Back on the Tracks: Mount Hood Railroad returns to Parkdale

RAILCAR pulls up near Parkdale. Mount Hood Railroad’s excursion trips are returning to the upper valley.

News file photo
RAILCAR pulls up near Parkdale. Mount Hood Railroad’s excursion trips are returning to the upper valley.

Mount Hood Railroad’s scenic excursion trips are returning to the upper Hood River Valley.

Trains will take passengers on a four-hour journey through shady woods and colorful fruit orchards, capping the experience with picturesque mountain views in downtown Parkdale. Last year, the trip stopped short in Odell — but now the full loop’s back in action.

“I’m just excited (that we’re) going back to Parkdale,” said Ron Kaufman, Mount Hood Railroad general manager.


KIDS enjoy a horse public art piece at Mount Hood Railroad’s stop in Parkdale. The railroad’s upper valley excursion trips, which took a break last year, are back starting Saturday, April 22, with a kickoff fundraiser day in which proceeds will go to Hutson Museum.

Kaufman, who has been with the railroad for 30 years, opened the Dee and Parkdale leg of the trip in 1988, at the inception of its tourist route. Since then, the railroad has continually operated the valley excursions, except for in 2016.

The company was eager to return to Parkdale, Kaufman explained, because the upper valley offers plenty of sights and experiences, from forests along the winding Hood River to vineyards and orchards. Pears and apples grow in abundance, lining rolling hills.

The train ride goes high enough that “you feel like you’re at the base” of Mount Hood, Kaufman said. Mount Hood, Oregon’s tallest peak, looms high above Parkdale with a summit at roughly 11,250 feet elevation.

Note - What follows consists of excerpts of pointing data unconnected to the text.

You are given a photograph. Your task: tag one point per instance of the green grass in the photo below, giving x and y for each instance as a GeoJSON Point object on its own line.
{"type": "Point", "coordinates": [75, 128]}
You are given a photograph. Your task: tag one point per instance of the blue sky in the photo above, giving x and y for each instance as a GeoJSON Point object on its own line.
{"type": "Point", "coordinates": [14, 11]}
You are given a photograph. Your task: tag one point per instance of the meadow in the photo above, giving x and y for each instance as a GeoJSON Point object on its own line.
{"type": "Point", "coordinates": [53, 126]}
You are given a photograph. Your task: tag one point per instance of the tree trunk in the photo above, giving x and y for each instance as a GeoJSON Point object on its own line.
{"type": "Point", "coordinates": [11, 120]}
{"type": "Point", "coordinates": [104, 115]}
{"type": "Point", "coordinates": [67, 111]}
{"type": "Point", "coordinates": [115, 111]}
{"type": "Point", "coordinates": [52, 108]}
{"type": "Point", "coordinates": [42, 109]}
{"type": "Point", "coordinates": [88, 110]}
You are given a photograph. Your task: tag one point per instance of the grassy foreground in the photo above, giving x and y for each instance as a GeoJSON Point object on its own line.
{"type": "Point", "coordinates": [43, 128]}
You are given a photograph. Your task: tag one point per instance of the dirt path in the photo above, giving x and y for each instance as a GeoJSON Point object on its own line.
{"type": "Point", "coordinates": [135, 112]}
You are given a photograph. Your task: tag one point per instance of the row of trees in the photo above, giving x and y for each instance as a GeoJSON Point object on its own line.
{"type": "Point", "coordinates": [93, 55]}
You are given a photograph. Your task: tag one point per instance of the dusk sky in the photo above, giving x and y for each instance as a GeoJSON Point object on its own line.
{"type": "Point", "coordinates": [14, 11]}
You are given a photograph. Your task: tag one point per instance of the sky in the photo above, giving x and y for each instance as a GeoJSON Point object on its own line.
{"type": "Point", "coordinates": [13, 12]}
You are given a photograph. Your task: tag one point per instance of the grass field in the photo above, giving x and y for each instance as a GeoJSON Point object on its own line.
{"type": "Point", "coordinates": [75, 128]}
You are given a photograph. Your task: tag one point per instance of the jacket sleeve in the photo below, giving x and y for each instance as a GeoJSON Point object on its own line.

With a four-hour tour, passengers can make of a day of it. Kaufman noted that families traveling from as far as Eugene to ride the Mt. Hood Railroad get a more satisfying trip that way, compared to the shorter route to Odell, which was about an hour long.

Boarding happens at Mt. Hood Railroad’s station in downtown Hood River, at 110 Mt. Hood Railroad Ave. off Second Street.

The end of the line is Clear Creek Station, at the intersection of Baseline Drive and Clear Creek Road in Parkdale. The park setting includes a large grassy area, picnic tables, a small amphitheater and historic exhibits. Nearby are the Hutson Museum, the Parkdale Grange, Apple Valley Barbecue, Solera Brewery, and Alabama Jim’s Long Shot Restaurant.

The Mt. Hood Railroad, a 22-mile route, was originally built in 1906 by David Eccles, who was drawn to the valley by the large timber stands and the already burgeoning fruit industry. The train transported freight for Oregon Lumber Company.

The state’s prime lumber days are gone, but Mt. Hood Railroad still operates as a heritage and short line freight road.

The company first came to Parkdale in 1910 to bring lumber used to construct the original McIsaac’s Store. The old store is gone, but its replacement lies close to the tracks and offers an old-time general store feel.

Safety Tips

Kaufman gives the following safety guidelines regarding the train tracks: “If you or somebody you know crosses the tracks, whether hiker, biker, sightseers and more — be aware and keep an eye out for the Mt. Hood Railroad. Listen for the train whistle, slow down, and be prepared to stop at the crossings.”

Museum Fundraiser Day

On April 22, kickoff day for this year’s upper valley trips, all proceeds will go to Hutson Museum in Parkdale.

Passengers will take in the Gorge’s remarkable spring vistas. And if weather cooperates, Kaufman said, they will witness blossom weekend in full swing.

The train boards at 10:30 a.m., departs Hood River at 11 a.m., and returns at 3 p.m. Fare starts at $40 for a first-class children’s ticket. Onboard entertainment comes with a western flair as guests enjoy views on the ride.

The fundraising event will partner with other businesses, including McIsaacs’ and Apple Valley Barbecue. During an hour layover in Parkdale, visitors can enjoy a picnic lunch and explore the Huston Museum — admission will be free.

The barn-red Huston Museum displays a mix of rocks and minerals, Native American artifacts, military items from World War I and II, and local memorabilia. “In all the world,” says its brochure, “you won’t find another museum like this one.”

The museum is staffed by volunteers and attracts visitors and field trips from April to October.


Hutson Museum in Parkdale holds an open house on April 21 from 5:30-7:30 p.m. Stroll through a locally-operated museum filled with local history, native American artifacts, geological specimens, World War II memorabilia and more. Get a sneak peek at local art and crafted goods in the newly-curated Museum Shop. Meet the artists and the Hutson Museum volunteers.